It's her new boss, lawyer E. Edward Grey, who will bring her (and us)
some answers. It's his obsessive-compulsive, male-dominant nature that
will reveal to Lee that she's a submissive personality. It takes an
employer who is prone to driving away wives and secretaries with quirky
demands and beyond anal attention to detail to recognize that Lee is
the flip side of his dominant/obsessive personality, and he's soon putting a
stop to her self-destructive habits and enslaving her to his own abusive
predilections.
The discovery starts one day after Grey goes into his usual tirade about
Lee's typing errors, when he tells her to bend over her desk and read aloud
the errant letter. While reading, he stands behind and whacks her in the
glutes. Is this grounds for a good size law suit or what? Perhaps outside
this particular office it would be but, here, the compulsive/dominant-submissive
equation is about to be resolved. This bit of madness goes on long enough
for Lee to realize that she not only likes it, but craves more of his
kinky style of attention. And therein lies the story, the blooming of Lee's
personality and purpose, and the sexual delights and satisfactions that are
to come (pun intended-we're not above prurience when the movie provokes
it).
One source of enjoyment for this exposure to a psychological corner of
society stems from the talents of one interesting actress. Maggie
Gyllenhaal, the real-life sister of the now famous Jake ("The Good Girl"), has been
previously seen in "Riding in Cars with Boys", "Donnie Darko" and "Cecil B.

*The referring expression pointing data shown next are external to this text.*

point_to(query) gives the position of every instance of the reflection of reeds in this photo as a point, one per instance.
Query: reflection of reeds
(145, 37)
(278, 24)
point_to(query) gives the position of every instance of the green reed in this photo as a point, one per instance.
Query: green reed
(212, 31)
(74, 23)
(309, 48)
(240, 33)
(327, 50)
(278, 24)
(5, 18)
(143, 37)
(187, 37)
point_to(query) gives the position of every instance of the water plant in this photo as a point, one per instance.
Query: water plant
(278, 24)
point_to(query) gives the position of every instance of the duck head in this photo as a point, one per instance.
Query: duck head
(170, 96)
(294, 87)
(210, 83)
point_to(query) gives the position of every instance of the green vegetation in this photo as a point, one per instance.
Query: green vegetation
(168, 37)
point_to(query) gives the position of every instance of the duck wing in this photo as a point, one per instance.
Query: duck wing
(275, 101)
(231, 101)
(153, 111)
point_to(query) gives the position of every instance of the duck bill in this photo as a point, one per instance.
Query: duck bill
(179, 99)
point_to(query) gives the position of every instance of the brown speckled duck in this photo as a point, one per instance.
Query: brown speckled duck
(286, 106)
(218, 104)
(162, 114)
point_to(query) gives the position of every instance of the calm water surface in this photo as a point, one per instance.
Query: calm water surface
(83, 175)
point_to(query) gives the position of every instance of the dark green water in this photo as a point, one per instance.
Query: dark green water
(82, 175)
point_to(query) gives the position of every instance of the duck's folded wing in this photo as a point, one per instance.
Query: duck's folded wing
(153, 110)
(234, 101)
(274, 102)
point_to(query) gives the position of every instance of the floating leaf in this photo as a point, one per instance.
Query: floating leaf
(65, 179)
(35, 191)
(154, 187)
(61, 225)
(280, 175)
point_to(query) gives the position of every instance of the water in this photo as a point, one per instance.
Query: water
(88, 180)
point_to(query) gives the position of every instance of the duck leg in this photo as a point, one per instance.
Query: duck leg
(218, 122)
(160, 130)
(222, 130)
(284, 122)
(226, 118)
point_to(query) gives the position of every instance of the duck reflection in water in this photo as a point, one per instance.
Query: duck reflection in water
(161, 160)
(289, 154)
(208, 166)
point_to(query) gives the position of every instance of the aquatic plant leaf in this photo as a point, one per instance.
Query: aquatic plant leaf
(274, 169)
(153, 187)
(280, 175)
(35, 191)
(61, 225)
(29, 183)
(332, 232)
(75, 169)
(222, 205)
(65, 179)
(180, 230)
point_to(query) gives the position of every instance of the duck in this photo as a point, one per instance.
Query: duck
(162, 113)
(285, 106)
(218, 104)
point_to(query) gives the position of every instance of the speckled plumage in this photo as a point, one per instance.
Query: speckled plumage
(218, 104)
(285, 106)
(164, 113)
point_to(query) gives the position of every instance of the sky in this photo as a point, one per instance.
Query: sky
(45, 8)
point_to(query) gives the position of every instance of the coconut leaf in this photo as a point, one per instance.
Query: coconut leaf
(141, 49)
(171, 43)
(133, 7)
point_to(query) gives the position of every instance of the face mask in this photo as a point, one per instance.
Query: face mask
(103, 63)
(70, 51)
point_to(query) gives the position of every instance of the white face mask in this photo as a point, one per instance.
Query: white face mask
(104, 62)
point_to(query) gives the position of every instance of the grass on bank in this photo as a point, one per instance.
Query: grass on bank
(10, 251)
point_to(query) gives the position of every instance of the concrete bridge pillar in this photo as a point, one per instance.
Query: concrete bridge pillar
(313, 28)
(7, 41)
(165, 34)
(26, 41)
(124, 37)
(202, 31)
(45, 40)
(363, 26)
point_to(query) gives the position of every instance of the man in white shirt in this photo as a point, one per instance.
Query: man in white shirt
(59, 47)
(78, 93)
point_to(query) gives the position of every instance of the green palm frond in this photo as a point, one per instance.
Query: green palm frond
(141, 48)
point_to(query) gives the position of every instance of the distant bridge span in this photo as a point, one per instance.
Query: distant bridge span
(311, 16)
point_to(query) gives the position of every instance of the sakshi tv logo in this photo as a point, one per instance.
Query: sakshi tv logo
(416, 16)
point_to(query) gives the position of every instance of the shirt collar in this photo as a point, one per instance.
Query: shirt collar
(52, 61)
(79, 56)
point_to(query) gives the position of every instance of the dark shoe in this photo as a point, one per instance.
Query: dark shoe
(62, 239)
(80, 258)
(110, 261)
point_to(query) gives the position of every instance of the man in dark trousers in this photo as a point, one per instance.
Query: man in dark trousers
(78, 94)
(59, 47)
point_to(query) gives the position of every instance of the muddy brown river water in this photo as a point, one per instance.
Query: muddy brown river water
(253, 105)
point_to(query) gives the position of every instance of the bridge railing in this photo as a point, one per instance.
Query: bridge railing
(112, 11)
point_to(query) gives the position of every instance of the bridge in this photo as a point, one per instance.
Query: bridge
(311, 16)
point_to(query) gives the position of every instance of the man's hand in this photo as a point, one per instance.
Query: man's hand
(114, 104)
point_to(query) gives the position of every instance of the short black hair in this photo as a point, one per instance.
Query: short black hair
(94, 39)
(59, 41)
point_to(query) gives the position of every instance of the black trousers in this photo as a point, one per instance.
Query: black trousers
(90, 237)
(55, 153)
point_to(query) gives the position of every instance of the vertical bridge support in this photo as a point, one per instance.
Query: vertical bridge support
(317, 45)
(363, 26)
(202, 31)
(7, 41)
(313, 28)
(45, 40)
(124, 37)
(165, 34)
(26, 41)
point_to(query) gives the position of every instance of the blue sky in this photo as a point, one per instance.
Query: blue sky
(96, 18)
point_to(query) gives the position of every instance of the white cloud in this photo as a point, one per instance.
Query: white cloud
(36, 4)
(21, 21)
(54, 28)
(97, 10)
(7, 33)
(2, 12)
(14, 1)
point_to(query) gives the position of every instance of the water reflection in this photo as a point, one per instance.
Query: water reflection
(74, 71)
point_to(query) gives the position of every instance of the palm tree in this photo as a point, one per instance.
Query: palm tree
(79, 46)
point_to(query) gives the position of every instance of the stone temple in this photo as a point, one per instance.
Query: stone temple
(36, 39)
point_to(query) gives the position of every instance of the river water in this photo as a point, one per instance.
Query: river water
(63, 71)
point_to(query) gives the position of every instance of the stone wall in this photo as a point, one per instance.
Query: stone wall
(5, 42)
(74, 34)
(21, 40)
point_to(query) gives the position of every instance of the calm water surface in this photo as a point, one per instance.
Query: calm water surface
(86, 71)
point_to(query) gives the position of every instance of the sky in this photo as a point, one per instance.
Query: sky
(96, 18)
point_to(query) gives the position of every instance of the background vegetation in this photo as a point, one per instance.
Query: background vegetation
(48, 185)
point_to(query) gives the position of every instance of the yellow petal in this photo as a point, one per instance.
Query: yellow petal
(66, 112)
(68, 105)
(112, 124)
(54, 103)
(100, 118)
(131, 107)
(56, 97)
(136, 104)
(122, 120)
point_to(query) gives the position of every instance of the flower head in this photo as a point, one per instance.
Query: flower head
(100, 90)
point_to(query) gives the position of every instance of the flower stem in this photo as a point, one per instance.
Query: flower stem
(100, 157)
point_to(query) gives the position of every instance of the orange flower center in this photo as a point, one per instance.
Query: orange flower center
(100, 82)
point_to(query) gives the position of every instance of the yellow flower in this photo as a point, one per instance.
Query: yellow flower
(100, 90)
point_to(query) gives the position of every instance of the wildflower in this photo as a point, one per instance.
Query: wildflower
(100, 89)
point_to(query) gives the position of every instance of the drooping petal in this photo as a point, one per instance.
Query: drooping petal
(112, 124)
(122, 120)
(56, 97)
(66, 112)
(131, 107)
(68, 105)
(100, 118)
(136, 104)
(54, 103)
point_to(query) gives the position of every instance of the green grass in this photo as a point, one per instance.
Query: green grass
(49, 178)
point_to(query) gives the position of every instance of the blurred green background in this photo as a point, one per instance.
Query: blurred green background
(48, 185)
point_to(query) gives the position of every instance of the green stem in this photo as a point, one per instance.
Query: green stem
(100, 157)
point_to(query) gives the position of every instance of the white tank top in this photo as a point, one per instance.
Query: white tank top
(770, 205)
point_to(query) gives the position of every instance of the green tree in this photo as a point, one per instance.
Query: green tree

DeMented". She's got a taste for the nutty, the off-color, the slip stream
of quirk. She knows how to fascinate and amuse you all at once. She turns
from homeliness to comeliness with the elevation of the camera, the darkening
of a fill light, the sudden appearance of character confidence. This lady is
as surprising as she is promising.
Which is not to say that James Spader is anything but in control of every
manifestation of a personality that would seem to be seriously out of
control. His is a law office that gives new meaning to the term,
"violation", all the while etching out a new page in his portfolio of oddball
characters and demonstrating his very considerable acting skills.
The fine cinematography is by Steven Fierberg.
As for the film, from a short story written by Mary Gaitskill, a script by
Erin Cressida and directed by Steven Shainberg, it's as challenging a love
story as we've ever seen. We got frontal nudity, folks. We got
masturbation. We got intercourse. It got behavior so original and beyond
any norm, no one's ever seen it. It'll amuse and titillate you, but it isn't
for everybody, let alone many. It has an integrity to the kinkiness of its
theme that doesn't shake loose. It's just the thing for the festival
circuit, and young boys are going to freak. In short, it's one for the
adventurous to see. But see it to its developmental end. And, you'll get
more out of it if you bring your analyst along with you.